Working Woman
Louisa’s first earnings came from endeavors far less glamorous than acting or writing. By her late teens she had worked, for pitiful wages, as a governess, teacher, seamstress, laundress, and live-in household servant. By her twenties, Louisa was determined, as she put it in a letter to her father, “to turn my brains into money by stories.” Soon her romantic tales were appearing regularly in local publications. She learned to tailor her material to different markets and experimented in various styles of fiction, gradually becoming more skilled and confident.
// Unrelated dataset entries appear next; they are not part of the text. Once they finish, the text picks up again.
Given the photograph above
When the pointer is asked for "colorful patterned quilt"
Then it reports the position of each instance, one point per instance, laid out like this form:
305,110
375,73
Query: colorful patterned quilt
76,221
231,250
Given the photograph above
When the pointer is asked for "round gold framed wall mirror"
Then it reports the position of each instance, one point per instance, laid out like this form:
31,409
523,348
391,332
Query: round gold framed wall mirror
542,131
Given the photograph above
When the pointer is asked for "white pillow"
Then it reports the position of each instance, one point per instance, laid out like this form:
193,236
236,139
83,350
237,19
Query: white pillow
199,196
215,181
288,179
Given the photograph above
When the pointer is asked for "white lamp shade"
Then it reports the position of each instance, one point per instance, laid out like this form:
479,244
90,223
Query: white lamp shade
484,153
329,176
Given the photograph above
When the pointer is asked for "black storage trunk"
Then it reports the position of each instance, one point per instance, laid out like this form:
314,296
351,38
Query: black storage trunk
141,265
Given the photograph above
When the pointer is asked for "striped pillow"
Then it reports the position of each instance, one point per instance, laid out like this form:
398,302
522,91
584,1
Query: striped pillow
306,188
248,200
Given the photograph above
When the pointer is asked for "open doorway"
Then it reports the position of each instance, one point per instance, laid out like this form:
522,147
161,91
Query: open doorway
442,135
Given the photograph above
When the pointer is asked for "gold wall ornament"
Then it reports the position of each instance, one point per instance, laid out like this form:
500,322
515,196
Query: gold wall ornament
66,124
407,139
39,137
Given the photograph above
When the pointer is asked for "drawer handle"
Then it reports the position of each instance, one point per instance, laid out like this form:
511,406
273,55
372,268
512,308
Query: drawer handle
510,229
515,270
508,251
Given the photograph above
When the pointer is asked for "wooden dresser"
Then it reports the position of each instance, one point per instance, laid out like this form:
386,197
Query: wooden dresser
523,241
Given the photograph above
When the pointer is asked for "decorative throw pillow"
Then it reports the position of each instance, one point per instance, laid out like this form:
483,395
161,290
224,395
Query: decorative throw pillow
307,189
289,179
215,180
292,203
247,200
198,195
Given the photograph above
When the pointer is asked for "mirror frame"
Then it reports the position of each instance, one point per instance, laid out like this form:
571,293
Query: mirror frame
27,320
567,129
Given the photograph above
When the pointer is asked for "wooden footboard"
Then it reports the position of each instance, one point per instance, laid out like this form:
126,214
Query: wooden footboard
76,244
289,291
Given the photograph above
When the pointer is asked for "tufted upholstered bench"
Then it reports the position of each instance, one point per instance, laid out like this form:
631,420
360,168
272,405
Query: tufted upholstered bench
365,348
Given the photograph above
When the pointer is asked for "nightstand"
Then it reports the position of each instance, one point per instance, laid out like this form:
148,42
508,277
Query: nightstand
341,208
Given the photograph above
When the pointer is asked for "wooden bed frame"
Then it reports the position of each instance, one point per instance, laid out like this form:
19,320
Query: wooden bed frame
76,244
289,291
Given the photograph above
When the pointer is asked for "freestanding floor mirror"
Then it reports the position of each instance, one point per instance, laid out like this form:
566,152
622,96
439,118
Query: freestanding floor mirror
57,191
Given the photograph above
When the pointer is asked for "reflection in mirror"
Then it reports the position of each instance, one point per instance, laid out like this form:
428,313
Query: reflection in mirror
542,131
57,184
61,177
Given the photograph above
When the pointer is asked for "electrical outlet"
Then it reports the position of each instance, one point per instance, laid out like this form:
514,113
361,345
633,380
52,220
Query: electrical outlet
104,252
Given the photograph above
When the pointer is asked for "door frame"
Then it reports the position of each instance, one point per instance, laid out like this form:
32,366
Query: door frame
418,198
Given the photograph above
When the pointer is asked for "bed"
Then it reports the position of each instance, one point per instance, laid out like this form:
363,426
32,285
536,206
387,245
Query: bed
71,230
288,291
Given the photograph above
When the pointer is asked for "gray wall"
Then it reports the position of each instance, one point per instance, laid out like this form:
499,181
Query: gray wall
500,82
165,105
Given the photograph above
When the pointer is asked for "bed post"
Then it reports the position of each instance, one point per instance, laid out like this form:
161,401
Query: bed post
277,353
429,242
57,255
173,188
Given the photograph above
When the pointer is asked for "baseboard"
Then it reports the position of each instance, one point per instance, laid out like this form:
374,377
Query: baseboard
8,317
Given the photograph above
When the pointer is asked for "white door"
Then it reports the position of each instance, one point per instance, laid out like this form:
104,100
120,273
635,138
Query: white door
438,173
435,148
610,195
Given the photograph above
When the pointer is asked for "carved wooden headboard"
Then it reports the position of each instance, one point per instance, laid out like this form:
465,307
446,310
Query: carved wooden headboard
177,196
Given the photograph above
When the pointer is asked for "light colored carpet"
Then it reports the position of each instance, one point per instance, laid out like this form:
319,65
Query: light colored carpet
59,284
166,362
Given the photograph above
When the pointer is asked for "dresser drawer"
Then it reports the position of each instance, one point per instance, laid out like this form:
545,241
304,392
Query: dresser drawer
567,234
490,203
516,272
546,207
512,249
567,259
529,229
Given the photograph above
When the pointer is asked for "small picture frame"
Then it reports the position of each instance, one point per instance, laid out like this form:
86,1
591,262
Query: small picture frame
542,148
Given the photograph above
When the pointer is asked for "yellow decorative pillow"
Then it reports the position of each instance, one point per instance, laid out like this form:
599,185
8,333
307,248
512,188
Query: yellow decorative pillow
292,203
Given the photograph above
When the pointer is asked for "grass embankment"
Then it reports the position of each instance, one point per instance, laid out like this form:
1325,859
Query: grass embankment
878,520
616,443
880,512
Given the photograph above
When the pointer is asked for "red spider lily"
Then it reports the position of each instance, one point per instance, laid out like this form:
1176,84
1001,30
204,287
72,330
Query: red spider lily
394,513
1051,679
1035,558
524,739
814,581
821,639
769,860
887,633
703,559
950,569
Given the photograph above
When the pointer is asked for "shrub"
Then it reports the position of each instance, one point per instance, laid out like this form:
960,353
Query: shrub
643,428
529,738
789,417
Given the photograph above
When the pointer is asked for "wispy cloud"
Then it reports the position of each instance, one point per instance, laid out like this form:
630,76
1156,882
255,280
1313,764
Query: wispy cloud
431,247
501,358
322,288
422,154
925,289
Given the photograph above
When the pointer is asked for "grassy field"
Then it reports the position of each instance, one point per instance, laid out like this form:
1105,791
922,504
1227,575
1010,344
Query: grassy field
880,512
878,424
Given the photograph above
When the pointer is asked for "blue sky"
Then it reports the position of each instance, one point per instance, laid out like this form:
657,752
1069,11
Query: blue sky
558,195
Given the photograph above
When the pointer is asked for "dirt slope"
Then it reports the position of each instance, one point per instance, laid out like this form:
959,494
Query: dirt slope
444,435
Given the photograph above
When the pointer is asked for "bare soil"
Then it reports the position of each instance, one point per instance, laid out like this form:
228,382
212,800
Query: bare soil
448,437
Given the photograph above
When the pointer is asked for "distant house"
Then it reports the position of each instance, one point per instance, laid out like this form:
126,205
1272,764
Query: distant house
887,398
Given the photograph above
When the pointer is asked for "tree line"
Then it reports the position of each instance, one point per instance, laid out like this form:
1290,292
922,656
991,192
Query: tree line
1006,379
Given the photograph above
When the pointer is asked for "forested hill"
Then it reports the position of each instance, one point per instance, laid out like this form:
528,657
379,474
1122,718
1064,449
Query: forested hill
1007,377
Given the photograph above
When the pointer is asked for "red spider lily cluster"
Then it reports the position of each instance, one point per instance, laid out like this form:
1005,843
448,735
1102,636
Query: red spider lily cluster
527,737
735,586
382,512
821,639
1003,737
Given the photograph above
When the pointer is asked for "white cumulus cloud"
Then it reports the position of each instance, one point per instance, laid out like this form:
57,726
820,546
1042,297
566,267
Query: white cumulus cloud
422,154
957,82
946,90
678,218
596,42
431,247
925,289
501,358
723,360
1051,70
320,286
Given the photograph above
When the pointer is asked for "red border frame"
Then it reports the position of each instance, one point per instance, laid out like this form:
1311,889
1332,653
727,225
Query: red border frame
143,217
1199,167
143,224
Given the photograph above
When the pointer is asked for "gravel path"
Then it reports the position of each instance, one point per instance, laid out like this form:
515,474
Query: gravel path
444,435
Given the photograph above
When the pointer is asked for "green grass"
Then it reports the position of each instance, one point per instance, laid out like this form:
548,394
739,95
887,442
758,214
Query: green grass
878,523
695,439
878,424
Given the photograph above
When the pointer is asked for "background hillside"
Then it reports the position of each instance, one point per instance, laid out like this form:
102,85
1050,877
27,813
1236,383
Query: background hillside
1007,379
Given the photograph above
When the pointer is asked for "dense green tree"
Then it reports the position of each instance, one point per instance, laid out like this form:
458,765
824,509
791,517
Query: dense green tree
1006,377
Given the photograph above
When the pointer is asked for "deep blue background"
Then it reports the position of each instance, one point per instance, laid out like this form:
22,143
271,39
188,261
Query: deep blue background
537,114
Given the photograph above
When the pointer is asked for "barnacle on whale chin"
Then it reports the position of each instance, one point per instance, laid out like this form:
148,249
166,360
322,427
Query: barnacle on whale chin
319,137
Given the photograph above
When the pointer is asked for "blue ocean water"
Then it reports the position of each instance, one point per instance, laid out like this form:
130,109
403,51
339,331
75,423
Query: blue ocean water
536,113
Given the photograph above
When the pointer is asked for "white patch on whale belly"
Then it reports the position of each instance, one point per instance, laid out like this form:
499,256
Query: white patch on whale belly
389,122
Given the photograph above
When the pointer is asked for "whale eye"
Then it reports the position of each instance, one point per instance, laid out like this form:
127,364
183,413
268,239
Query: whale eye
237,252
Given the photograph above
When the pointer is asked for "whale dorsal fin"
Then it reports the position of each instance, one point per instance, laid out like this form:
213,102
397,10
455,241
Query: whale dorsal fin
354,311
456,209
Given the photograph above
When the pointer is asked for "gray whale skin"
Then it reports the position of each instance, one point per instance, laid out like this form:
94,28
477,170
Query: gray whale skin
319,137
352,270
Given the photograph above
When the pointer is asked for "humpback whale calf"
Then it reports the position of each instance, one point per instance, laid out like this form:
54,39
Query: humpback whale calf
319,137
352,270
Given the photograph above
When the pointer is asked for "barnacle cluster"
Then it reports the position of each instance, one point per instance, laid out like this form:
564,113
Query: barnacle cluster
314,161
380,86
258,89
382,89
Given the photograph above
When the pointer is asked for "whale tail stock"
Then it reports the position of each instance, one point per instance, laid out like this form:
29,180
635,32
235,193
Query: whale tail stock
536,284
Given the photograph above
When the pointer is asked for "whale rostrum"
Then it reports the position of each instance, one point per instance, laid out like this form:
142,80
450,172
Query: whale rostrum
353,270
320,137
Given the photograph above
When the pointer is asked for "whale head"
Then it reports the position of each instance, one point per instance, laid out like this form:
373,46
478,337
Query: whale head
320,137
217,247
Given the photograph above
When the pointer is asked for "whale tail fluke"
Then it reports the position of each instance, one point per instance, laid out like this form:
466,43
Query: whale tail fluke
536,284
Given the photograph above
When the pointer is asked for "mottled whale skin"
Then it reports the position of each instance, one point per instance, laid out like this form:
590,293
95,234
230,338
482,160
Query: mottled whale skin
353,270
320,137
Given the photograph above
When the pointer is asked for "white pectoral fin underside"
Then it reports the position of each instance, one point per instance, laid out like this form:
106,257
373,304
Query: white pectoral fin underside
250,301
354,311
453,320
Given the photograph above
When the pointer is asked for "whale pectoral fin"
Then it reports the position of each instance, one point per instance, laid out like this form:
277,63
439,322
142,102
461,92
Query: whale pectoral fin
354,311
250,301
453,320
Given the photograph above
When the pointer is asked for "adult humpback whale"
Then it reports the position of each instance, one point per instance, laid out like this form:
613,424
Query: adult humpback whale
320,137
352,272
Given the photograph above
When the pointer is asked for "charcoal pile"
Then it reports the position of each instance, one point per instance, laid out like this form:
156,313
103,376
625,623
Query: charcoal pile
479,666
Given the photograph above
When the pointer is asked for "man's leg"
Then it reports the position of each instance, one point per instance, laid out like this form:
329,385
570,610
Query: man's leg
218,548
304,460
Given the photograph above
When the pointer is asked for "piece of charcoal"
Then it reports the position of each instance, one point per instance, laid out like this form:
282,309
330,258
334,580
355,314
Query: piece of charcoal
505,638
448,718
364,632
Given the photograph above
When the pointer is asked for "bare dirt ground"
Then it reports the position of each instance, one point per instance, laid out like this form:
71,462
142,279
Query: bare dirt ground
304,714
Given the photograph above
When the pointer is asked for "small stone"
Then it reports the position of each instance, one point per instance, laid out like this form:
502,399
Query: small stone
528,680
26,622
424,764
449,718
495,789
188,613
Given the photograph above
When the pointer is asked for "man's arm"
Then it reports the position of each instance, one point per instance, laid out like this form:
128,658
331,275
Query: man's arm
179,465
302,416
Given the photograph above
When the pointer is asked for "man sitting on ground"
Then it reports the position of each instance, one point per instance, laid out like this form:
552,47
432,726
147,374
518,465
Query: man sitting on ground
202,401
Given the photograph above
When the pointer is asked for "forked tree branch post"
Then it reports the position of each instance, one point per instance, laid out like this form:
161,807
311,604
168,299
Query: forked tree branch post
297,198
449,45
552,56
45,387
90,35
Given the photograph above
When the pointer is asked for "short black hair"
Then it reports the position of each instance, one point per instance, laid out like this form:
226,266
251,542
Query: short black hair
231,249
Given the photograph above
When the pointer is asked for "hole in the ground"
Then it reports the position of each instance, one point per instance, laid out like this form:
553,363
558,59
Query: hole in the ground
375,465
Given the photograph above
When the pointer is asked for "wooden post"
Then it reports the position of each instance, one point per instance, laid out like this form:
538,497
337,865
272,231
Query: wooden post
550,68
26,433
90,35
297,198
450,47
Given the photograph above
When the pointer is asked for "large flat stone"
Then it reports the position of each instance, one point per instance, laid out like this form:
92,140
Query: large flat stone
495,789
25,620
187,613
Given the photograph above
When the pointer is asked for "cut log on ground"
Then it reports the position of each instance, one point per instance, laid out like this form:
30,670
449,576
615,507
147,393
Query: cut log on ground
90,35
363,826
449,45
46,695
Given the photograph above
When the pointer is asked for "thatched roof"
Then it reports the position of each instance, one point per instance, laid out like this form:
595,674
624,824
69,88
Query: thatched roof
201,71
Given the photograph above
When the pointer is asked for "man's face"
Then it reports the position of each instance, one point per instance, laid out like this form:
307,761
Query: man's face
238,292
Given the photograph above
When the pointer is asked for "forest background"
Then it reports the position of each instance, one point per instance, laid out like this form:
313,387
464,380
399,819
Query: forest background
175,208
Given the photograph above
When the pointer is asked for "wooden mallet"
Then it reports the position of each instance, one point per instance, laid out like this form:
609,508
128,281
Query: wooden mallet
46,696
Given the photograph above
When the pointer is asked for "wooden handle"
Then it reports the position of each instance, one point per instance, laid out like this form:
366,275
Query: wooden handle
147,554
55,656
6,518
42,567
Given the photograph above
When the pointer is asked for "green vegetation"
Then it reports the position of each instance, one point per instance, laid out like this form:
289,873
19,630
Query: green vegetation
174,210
Poverty gave Louisa a vantage point shared by few women of her background. When her mother took a job running an unemployment agency, she came to know the illiterate Irish immigrant and black women who had to take the roughest jobs. With nothing else to give, Louisa, her sister Anna, and their mother held free classes in reading and writing. At home, shy Beth Alcott kept house, and somehow money was found for May to go to school. Bronson Alcott’s financial contribution was negligible; he returned from a long lecture tour with one dollar. In 1858, ten years after they came to work in Boston, the Alcotts learned that Beth was dying from the effects of scarlet fever. Relatives and Emerson made possible a return to Concord, where Beth died. A few months later, after thirty family moves, the Alcotts finally came to rest at Orchard House. They would live there for the next twenty years.
Anna, the oldest and closest to Louisa of the Alcott sisters, was married soon after the move to Orchard House. Louisa returned to Boston to find work, in such despair about the diminished family circle that she briefly considered suicide.